Question

Question #ab1ff

Answer 1

`dy/dx={(sinx)^sqrtx(2xcotx+lnsinx)}/(2sqrtx).`

Explanation:

Given that, `y=(sinx)^sqrtx.`

Taking Natural Log. of both sides, and, using `lna^m=mlna,`

`lny=ln{(sinx)^sqrtx}=sqrtx*lnsinx.`

Using the Product Rule to diff. both sides w.r.t. `x,` we get,

`d/dx{lny}=d/dx{sqrtx*lnsinx}, i.e.,`

`d/dx{lny}=sqrtxd/dx{lnsinx}+(lnsinx)d/dxsqrtx....(star).`

Here, by the Chain Rule,

`d/dx{lny}=d/dy{lny}*dy/dx=1/y*dy/dx.`

Similarly, `d/dx{lnsinx}=1/sinx*d/dx{sinx}=cosx/sinx=cotx`.

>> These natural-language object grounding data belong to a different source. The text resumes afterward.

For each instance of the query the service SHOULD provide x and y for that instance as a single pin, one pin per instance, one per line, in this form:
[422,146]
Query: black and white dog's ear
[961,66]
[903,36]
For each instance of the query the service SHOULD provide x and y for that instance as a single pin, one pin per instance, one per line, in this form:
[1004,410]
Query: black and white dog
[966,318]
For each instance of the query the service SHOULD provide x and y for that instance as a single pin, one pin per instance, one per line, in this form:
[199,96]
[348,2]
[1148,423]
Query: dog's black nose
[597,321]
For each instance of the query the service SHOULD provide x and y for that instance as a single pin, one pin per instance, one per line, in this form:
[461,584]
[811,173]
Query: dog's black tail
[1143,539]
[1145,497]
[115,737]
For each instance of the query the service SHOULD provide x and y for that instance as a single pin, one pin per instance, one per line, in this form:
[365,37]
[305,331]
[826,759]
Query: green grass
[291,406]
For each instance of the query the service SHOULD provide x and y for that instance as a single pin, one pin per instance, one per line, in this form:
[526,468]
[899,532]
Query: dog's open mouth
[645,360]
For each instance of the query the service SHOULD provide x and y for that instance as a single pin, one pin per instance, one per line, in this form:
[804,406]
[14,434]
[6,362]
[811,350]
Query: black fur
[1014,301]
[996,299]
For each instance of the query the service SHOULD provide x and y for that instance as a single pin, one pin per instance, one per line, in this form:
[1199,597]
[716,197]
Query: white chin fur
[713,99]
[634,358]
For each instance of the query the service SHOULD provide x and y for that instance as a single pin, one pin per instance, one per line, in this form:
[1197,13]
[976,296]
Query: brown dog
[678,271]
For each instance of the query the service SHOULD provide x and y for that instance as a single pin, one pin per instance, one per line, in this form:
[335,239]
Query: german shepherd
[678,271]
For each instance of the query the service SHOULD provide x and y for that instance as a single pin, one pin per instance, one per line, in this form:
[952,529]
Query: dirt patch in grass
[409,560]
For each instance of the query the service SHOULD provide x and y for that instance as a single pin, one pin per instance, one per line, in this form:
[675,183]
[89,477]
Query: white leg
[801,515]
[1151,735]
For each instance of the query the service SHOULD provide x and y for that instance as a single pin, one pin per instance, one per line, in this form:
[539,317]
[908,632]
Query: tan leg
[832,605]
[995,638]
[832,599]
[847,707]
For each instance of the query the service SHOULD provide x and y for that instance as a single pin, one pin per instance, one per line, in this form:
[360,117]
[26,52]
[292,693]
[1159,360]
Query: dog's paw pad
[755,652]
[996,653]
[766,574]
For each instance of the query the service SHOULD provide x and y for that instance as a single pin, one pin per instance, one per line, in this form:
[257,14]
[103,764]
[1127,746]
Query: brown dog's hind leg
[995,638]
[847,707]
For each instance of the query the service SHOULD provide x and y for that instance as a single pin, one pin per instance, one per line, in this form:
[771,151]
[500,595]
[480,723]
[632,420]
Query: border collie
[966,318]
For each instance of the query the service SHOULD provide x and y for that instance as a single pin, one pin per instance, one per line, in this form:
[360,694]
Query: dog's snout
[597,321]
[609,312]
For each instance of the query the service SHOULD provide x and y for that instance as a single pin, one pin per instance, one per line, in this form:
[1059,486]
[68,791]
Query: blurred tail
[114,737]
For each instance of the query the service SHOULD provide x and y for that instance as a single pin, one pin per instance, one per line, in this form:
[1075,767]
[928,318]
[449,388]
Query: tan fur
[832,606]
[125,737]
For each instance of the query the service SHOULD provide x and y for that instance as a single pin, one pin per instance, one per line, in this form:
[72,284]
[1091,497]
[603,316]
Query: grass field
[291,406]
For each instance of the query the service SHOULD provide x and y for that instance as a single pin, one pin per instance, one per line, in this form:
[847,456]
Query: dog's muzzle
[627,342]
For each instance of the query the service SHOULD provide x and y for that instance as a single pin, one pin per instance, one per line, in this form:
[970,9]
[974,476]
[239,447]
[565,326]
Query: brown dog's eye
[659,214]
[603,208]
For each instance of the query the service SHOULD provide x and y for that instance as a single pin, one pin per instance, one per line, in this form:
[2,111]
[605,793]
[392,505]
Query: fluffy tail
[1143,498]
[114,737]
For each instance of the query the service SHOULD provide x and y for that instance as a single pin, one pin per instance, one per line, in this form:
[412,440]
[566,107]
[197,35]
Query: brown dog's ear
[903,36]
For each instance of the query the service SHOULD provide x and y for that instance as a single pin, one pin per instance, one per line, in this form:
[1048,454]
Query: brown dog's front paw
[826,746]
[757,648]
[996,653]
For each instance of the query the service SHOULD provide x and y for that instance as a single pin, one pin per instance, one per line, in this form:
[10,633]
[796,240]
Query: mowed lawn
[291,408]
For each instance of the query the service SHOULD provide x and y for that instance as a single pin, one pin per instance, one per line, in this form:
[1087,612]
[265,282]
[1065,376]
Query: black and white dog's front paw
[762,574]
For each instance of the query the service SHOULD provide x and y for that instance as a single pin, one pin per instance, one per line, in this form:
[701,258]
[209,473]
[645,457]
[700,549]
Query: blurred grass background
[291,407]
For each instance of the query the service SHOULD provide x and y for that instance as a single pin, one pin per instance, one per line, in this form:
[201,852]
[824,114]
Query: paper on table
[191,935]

Utilising these in `(star),` we get,

`1/ydy/dx=sqrtx*cotx+(lnsinx)(1/2*x^(1/2-1)),`

`=sqrtx*cotx+(lnsinx)/(2sqrtx), or,`

`=(2xcotx+lnsinx)/(2sqrtx).`

`rArr dy/dx={y(2xcotx+lnsinx)}/(2sqrtx).`

Since, `y=(sinx)^sqrtx,`

`dy/dx={(sinx)^sqrtx(2xcotx+lnsinx)}/(2sqrtx).`

Enjoy Maths.!

Answer 2

Let's see.

Explanation:

Given `rarr`

`y=(sinx)^(sqrtx)`.......(1).

Taking "log" on both sides,

`color(red)(logy=sqrtxlog(sinx))`

Now differentiating w.r.t `x` by chain rule `rarr`

`:.1/ycdot(dy/dx)=1/(2sqrtx)cdotlog(sinx)+sqrtxcdot(cosx/sinx)`

`:.1/ycdot(dy/dx)=log(sinx)/(2sqrtx) +sqrtxcotx`

`:.dy/dx=(ylogsinx)/(2sqrtx) +ysqrtxcotx`

Now from equation (1) `rarr`

`:.color(red)(dy/dx=((sinx)^(sqrtx)cdotlog(sinx))/(2sqrtx)+((sinx)^(sqrtx)sqrtxcotx))`

`:.color(red)(dy/dx=(sinx)^(sqrtx)(log(sinx)/(2sqrtx)+sqrtxcotx))`

Hope it Helps:)